I think I can. I may have to get creative. “Sure, Jack. You’re going to be fine, though. Stop talking and try to breathe slowly.”

I’m pretty sure you give CPR only if the person isn’t breathing, so I think I’m in the clear for the moment. “Where’s the goddamn ambulance!”

“Two more minutes, Nick.” It’s William again.

“Hold on, Jack,” someone shouts from rows away, and this starts a ripple of encouraging words from dazed-sounding voices.

“Does he need some water?” William is trying to help again. He feels like he’s part of the rescue team.

“William, I don’t know what the hell he needs. Just clear a path for a stretcher.”

William goes about this, parting the ring of people and walking the shortest route to the elevators just as one opens and three paramedics come running out.

“Follow me,” William yells, feeling very involved now. They all run up, and I roll away from Jack and watch seated on the floor while they check Jack’s vitals and get ready to move him. They’re fast and decisive and relaxed. They’ve obviously seen a lot worse than this.

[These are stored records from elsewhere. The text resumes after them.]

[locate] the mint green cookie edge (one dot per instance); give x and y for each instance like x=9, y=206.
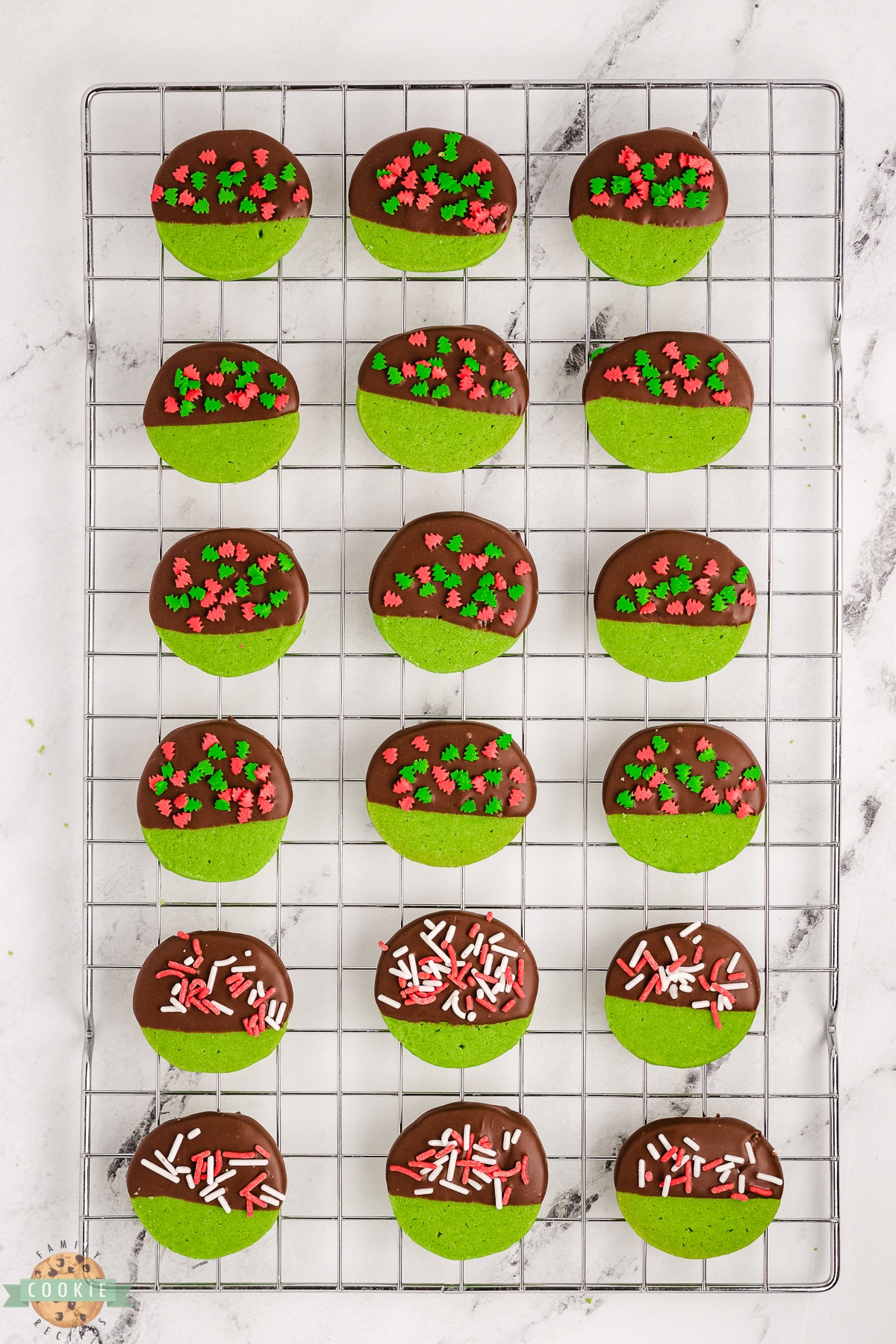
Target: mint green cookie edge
x=217, y=853
x=662, y=437
x=231, y=655
x=433, y=437
x=440, y=645
x=671, y=652
x=200, y=1231
x=457, y=1046
x=675, y=1036
x=694, y=1228
x=231, y=252
x=403, y=249
x=684, y=843
x=214, y=1051
x=461, y=1231
x=442, y=840
x=225, y=453
x=644, y=255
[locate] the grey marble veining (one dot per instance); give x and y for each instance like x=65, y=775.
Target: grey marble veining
x=42, y=673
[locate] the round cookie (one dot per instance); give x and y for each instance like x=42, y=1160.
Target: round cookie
x=447, y=792
x=430, y=199
x=673, y=605
x=440, y=1182
x=230, y=203
x=222, y=411
x=213, y=1001
x=684, y=797
x=457, y=1006
x=228, y=600
x=682, y=996
x=667, y=401
x=213, y=801
x=441, y=398
x=453, y=591
x=648, y=208
x=195, y=1214
x=697, y=1187
x=70, y=1313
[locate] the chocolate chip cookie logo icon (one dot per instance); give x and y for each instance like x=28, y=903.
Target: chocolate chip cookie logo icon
x=67, y=1289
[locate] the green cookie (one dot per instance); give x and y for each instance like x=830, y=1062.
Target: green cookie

In a moment, Jack is up on the stretcher, wheeled to the elevator, and gone. I’m still sitting on the floor by my desk. Everyone is still standing around in a looser formation of the ring they had been in while Jack was on the floor. They’re shocked and everyone is talking in whispers.

Most of the people are like kids having watched their sports hero fall with a career-ending injury. I feel more like the player one locker down who’s been taking the same steroids for the last ten years.

I’m still sitting on the floor with my legs straight out. Ron walks over and offers a hand up. I take it without thinking or looking and he pulls me over and into my chair.

If I can’t find the fearlessness to make a change, maybe I can find the fear of not making a change.





19 | THE DIARY


January 27, 2006

I’M RATTLED BY JACK’S HEART ATTACK AND HAVE been leaving work early. Today I cut out for home instead of a bar and I notice Julia’s bag for the gym isn’t in the usual place by the door. I’m excited to be at home on a weekday afternoon, like a child skipping class and being in a place he shouldn’t be but no one knows. I go to the kitchen to fix a drink.

When problems at home get truly bad, a perspective takes over to remind a person that these are the most important problems to solve. I can’t get this off my mind, and if I can’t get it off my mind anyway, I may as well be at home. I told William I had a client lunch and left. Just by being at home, I feel I’m working on making things better.

I go in the living room and sit with my drink resting on the edge of the chair armrest and my fingers only loosely around the glass. I look at the remote control for the TV on the coffee table in front of me and decide to leave it there. Now I just want to sit.

I swirl my glass, trying to get the ice cubes to move in an orbit. I’m making an effort to think through issues but I can’t find the starting point for any one of them.

I finish the drink and wipe the sweat from the bottom of the glass onto my suit pants. I drank fast enough that there wasn’t much. Once I’ve had two or three, I can slow down my drinking, so I go back to the kitchen to fix another before changing out of my suit. I make it with more gin and less tonic this time, since the gin is already getting harder to taste.